At the start of the study period (Period A), when cases were less than 100 per day in March 2020, approximately 80% of cases were sequenced (Figure 1). P2 testing began in mid-April 2020, and sequencing for P2 tests started in June 2020. The proportion of P2 cases sequenced was highest when case numbers were low, particularly in June 2020, when the proportion occasionally exceeded 50%, and, in the spring of 2021, when the highest proportion throughout the study was observed at 73.5% in May 2021 (Figure 1).

From August 2020 (Period B), case numbers began to rise, particularly in P2, which had increased testing capacity. Although the absolute number of sequenced cases increased, they reflected a smaller proportion of the overall cases. P1 sequencing volumes peaked in the middle of January 2021 at 12.8%, whereas P2 sequencing peaked at 13.0% in the end of January 2021. The proportion sequenced then rose again in line with decreases in case numbers, with P1 reaching a peak of 43.3% sequenced in mid-June 2021, and P2 reaching 73.5% at the end of May. During Period C, P2 sequencing capacity greatly increased, and the proportion of cases sequenced remained high following this rise in capacity. In August 2021, an average of 24.3% of P1 cases were sequenced, compared with 16.8% for P2.

Overall, the ratio of the proportion of sequenced cases to the proportion of total cases shows that sequencing results were broadly representative of the underlying case populations (Table 1); however, there were some over-represented groups. For all time periods, there were a higher proportion of P1 cases that were sequenced, compared with the proportion of P1 among total cases.

Table 1. Demographic and epidemiological characteristic breakdowns of overall testing and sequencing, 01 March 2020 to 31 August 2021

a Ratio is defined as the proportion of total cases to the proportion of sequenced cases.

b P-values <0.001, obtained using chi-squared tests for the stratum.

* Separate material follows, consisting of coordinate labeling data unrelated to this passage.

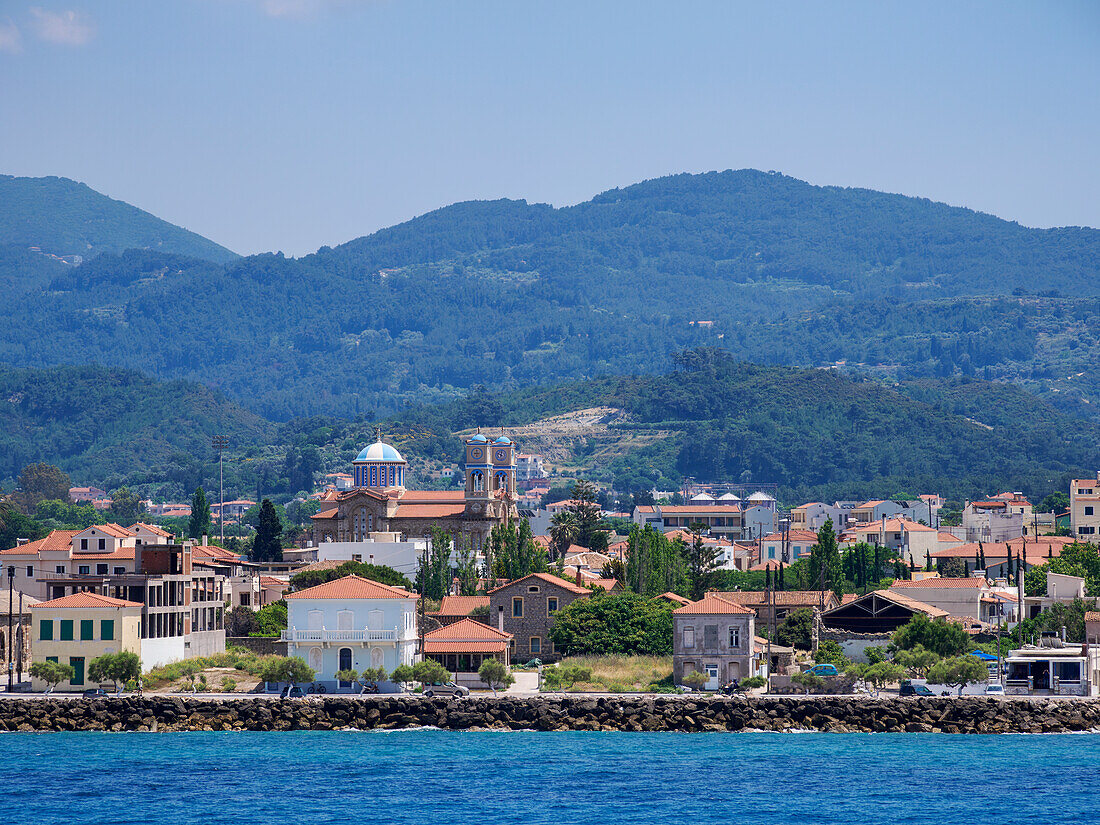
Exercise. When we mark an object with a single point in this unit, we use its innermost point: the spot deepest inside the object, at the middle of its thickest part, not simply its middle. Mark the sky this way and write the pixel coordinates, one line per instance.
(288, 124)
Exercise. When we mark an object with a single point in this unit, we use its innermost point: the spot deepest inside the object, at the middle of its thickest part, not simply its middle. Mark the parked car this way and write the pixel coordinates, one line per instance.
(908, 689)
(444, 689)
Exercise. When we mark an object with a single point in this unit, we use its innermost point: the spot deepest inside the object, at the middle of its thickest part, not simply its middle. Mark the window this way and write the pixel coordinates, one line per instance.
(1069, 671)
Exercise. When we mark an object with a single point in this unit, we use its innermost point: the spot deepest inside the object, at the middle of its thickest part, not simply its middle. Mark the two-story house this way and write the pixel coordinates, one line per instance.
(351, 624)
(78, 628)
(526, 608)
(715, 637)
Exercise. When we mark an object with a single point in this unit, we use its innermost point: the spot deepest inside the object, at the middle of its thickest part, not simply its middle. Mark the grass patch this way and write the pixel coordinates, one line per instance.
(623, 673)
(237, 658)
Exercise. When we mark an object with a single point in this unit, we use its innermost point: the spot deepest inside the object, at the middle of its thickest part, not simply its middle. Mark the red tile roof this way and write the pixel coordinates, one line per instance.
(352, 586)
(936, 582)
(429, 510)
(712, 604)
(56, 541)
(86, 601)
(549, 580)
(461, 605)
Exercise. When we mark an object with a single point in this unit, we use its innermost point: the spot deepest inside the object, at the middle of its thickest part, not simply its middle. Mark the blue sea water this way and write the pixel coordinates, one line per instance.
(438, 778)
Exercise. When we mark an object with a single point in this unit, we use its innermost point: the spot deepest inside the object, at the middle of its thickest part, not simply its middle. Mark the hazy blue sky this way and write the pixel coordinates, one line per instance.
(286, 124)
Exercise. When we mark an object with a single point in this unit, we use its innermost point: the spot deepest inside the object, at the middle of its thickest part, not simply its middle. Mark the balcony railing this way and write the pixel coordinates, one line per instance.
(300, 637)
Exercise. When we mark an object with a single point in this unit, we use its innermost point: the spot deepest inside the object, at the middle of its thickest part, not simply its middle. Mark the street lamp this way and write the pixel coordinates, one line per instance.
(11, 606)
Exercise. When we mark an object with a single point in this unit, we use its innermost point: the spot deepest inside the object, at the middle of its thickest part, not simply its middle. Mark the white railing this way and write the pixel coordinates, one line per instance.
(306, 636)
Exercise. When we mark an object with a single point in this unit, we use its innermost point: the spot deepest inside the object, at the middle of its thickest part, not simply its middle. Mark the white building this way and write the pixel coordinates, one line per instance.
(351, 624)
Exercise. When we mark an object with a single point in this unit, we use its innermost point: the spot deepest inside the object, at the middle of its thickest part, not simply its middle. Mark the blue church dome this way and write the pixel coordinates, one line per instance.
(380, 452)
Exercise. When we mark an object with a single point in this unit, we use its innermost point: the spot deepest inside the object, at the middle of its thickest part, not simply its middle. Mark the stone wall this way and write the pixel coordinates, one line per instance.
(837, 714)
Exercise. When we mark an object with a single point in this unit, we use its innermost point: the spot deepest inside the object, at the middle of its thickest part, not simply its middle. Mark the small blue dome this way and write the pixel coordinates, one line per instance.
(380, 452)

Throughout all time periods, sequenced cases were broadly representative of total cases by age group and sex, with the ratio of total to sequenced cases being close to one throughout, aside from Period A, which saw slightly larger proportions of younger age groups sequenced.

There was strong statistical evidence that the proportion of cases that were sequenced varied by geography (P < 0.001). The proportion of cases that were sequenced was highest in the East of England (21.7%) and lowest in the West Midlands (4.1%) in Period A, with the ratio of total to sequenced cases being 2.1 and 0.4, respectively. In Period B, the proportion sequenced was highest in the North West (20.2%) and lowest in the South West (4.1%), with ratios of 1.3 and 0.7, respectively. In Period C, there was the least amount of geographic variation, with a range of ratios from 0.8 (lowest proportion sequenced in the North East with 5.3%) and 1.1 (highest sequenced in the North West with 18.7%).

By IMD quintile, the proportion of cases that were sequenced was highest in the most deprived quintile, IMD-1, (27.6%) and lowest in the least deprived IMD-5 (14.7%) in Period A. The decreasing trend in proportions sequenced across IMD quintiles remained through Periods B and C, with the least differences observed in Period C ranging from IMD-1 (22.5%) to IMD-5 (18.1%).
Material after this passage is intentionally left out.